Sonangol recebe 277 milhões de euros em dividendos da bolsa de Lisboa

Sonangol recebe 277 milhões de euros em dividendos da bolsa de Lisboa Sonangol recebe 277 milhões de euros em dividendos da bolsa de Lisboa

Petrolífera angolana beneficia das participações no BCP e na Galp num ano em que a Euronext Lisboa distribuiu 3,14 mil milhões de euros em lucros

A Sonangol figura entre os maiores beneficiários da época de dividendos das cotadas portuguesas, angariando 277 milhões de euros através das suas participações no Millennium BCP e na Galp. O valor integra o fluxo de 1,07 mil milhões de euros que sairá de Portugal para investidores estrangeiros em 2025 — ano em que o PSI registou a maior valorização desde 2009, próxima dos 30%.

No total, 21 cotadas portuguesas — 15 do PSI e seis do PSI Geral — vão distribuir 3,14 mil milhões de euros aos accionistas referentes aos resultados do exercício anterior. Apesar de a percentagem destinada aos maiores accionistas internacionais ser inferior à do ano anterior, o montante absoluto a distribuir é mais elevado.

Do total distribuído, 34% — equivalente a 1,07 mil milhões de euros — sai de Portugal para investidores estrangeiros, uma descida face aos 39% registados no ano precedente. A redução é explicada pela diminuição de pequenas participações de grandes fundos internacionais nas cotadas portuguesas.

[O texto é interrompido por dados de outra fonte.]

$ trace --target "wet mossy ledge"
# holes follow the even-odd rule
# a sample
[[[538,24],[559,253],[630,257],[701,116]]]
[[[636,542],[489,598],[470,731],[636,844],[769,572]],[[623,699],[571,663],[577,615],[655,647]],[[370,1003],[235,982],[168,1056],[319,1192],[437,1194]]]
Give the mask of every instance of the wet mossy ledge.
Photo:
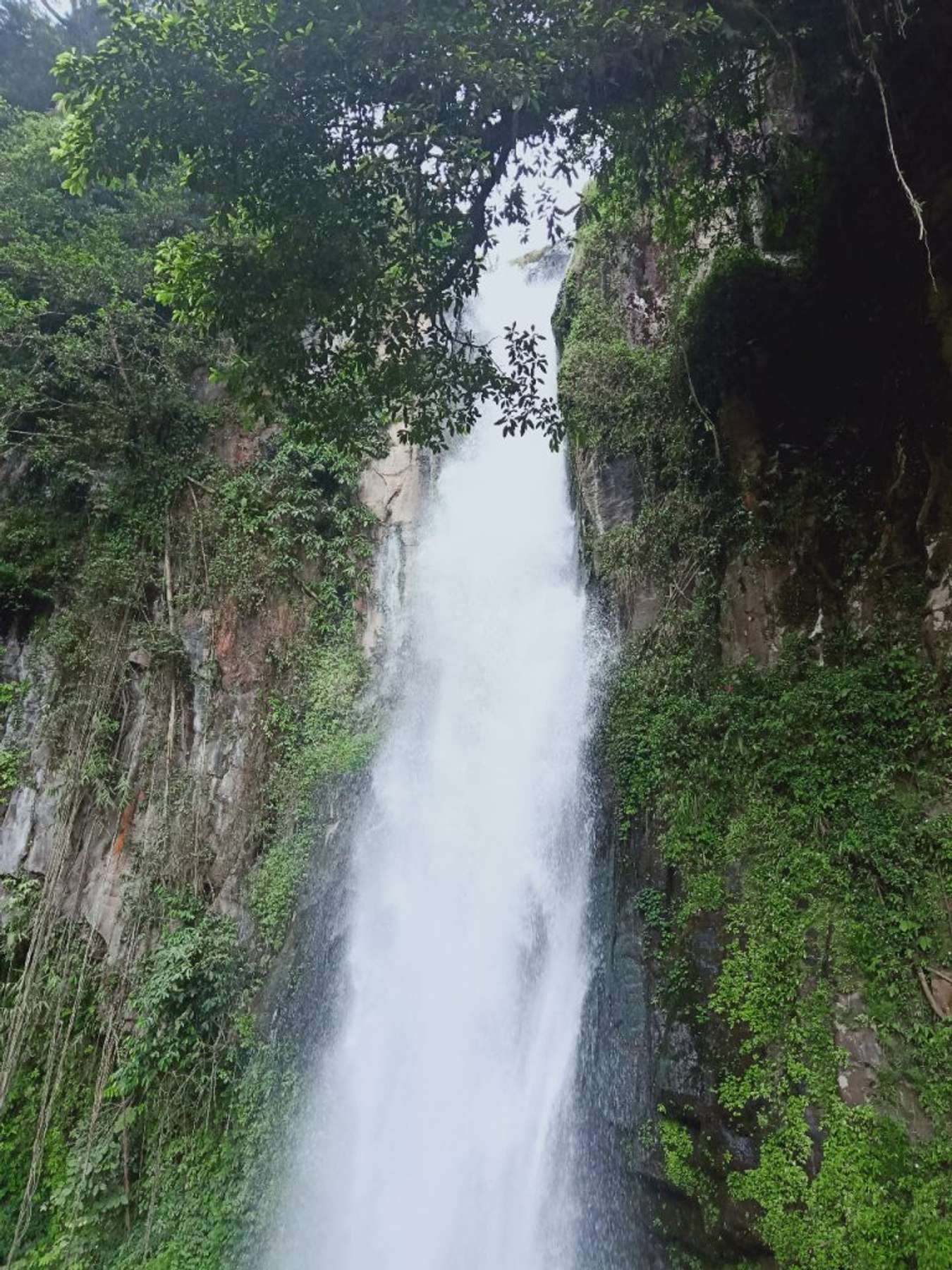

Angola e China concentram 59% do montante que abandona o país. Os investidores chineses recebem a maior fatia, com 356 milhões de euros, enquanto a Sonangol fica com 277 milhões de euros — o segundo maior fluxo individual de capital estrangeiro saído da bolsa de Lisboa este ano.

Galp pode aumentar os ingressos da Sonangol

A petrolífera angolana poderá ainda beneficiar adicionalmente do programa de recompra de acções da Galp, no valor de até 250 milhões de euros, em curso desde o início de Março. Se a Sonangol avançar nesse processo, os ingressos totais poderão superar os 277 milhões de euros já garantidos pelos dividendos.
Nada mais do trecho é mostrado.